While we continuously investigate and implement capture improvements, some websites are not created in a way that is "archive-friendly" and can be difficult to capture or replay in their entirety. These difficulties affect all web crawlers, not just ours. When selecting seed URLs and reviewing your archived content, please keep these limitations in mind:
1. Dynamic content
- Images or text size that adjust dynamically to browser size
- Maps that zoom in and out
- Downloadable files
- Media that requires clicking a “play” button
- Navigation menus
2. Streaming & Downloadable Media
Streaming and downloadable media can be captured, but can be difficult to play back, and to archive reliably especially in large volumes. We have special scoping rules to facilitate archiving streaming video services like YouTube and Vimeo, but others may require custom solutions or further technical development. If you plan to archive sites which include a large volume of downloadable media, we suggest immediately checking the sites after they've been crawled to make sure the media was captured to your satisfaction. Reviewing the File Types report and viewing your archived site in proxy mode is the most effective way to make sure the media was archived.
3. Password-protected Sites
By default, our technology crawls the public web and not information protected behind logins/passwords. Archive-It partners can, however, crawl password protected content by entering their credentials in the web application. This does not yet apply to two step authentication systems, or sites with speciality certificates.
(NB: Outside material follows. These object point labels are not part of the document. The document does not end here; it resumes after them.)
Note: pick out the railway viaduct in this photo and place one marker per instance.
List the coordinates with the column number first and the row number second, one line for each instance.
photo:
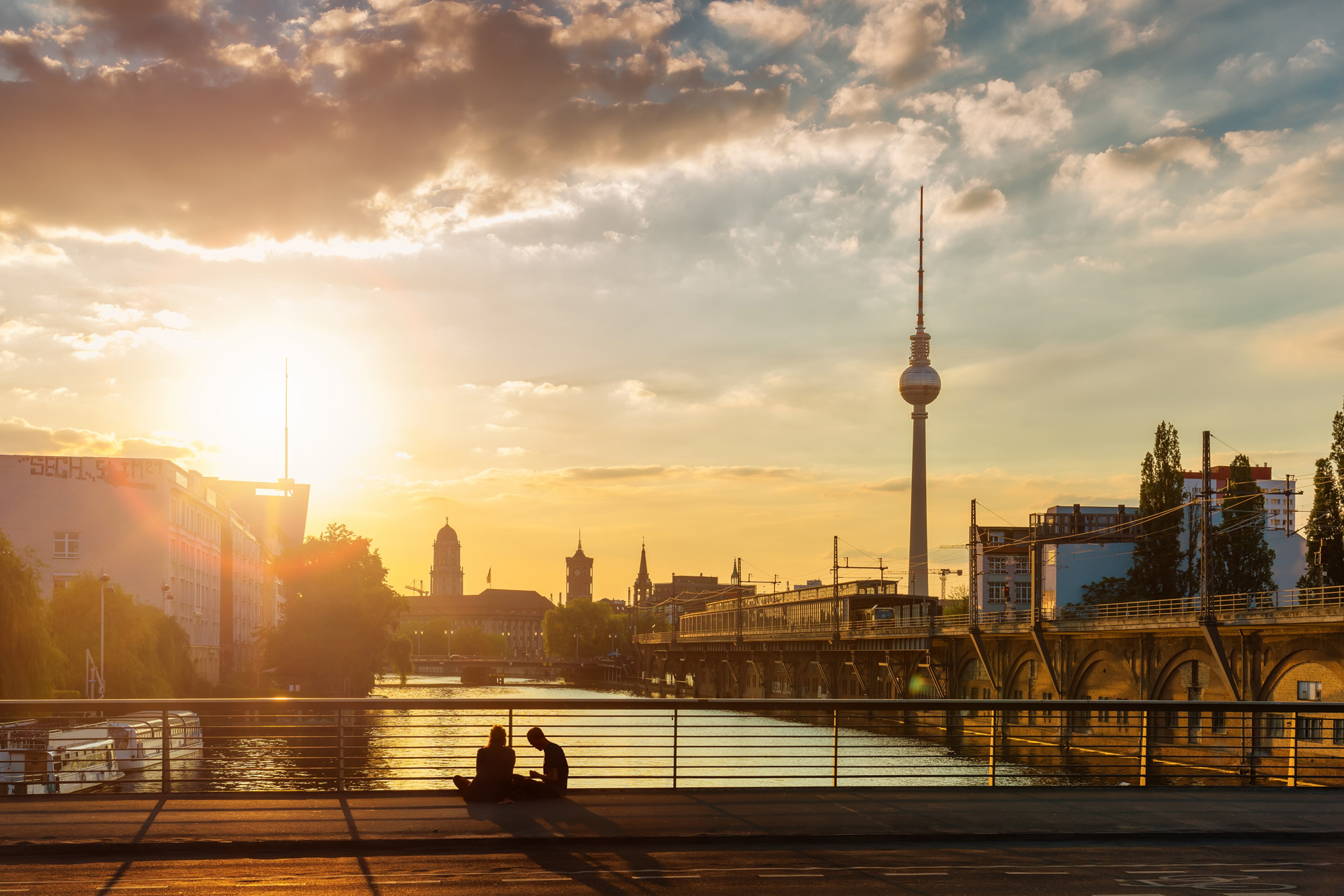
column 1229, row 648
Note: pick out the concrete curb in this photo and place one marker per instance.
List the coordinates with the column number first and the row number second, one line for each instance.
column 423, row 846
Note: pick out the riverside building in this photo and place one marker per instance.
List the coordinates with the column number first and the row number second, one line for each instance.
column 166, row 535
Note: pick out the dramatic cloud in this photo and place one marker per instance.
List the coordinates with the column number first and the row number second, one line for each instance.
column 354, row 126
column 760, row 21
column 902, row 40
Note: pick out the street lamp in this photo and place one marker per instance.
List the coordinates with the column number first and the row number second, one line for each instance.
column 103, row 627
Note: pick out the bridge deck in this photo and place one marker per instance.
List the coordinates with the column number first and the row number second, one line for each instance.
column 48, row 825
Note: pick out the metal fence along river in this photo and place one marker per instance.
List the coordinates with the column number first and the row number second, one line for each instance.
column 403, row 745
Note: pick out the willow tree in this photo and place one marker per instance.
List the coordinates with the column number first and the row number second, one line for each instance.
column 1325, row 531
column 1243, row 561
column 30, row 662
column 1157, row 570
column 341, row 616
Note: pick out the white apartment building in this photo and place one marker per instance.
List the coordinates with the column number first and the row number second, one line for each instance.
column 163, row 534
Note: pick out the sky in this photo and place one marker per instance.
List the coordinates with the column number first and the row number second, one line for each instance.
column 648, row 269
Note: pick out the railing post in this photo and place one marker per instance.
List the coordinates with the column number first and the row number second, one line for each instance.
column 674, row 745
column 835, row 748
column 341, row 749
column 1143, row 748
column 1292, row 752
column 165, row 773
column 994, row 744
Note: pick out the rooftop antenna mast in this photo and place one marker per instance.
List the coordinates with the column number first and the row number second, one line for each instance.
column 287, row 422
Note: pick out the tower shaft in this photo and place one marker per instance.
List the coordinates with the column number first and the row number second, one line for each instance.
column 919, row 508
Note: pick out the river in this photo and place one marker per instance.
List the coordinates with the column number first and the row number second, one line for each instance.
column 424, row 749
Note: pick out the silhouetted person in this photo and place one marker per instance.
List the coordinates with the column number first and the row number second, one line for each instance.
column 494, row 772
column 554, row 778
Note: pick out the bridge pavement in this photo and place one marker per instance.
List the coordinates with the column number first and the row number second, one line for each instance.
column 130, row 827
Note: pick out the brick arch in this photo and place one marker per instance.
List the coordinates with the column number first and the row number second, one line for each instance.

4. Form and Database-driven Content
If you need to interact with a site (for example enter a search term or fill out a form) to get to the content, Archive-It can have difficulty crawling the site, particularly if that site uses POST requests to serve up the data. If the site does not use POST requests, there are two workarounds to archiving database driven content. However, if there are links into the raw content, the crawler can follow those. Crawling an XML-based sitemap can, for instance, help reach and archive all of this “back-end” content.
5. Robots.txt Exclusions
A webmaster can use a robot.txt exclusion to prevent certain content from being crawled. Our crawler respects all robots.txt exclusions by default. To see if an entire site you wish to crawl is being blocked, check your seed site for a robots.txt exclusion file before you crawl, or check your seed status report after your crawl is complete.. To check if part of your website or embedded content is blocked, please check your hosts report. If you wish to crawl a site blocked by robots, we encourage you to contact the webmaster of the blocked website to allow the Archive-it crawler in. The name (user-agent) of our crawler is archive.org_bot. There is also a Archive-It feature that allows users to override robots.txt blocks, which can be enabled upon request.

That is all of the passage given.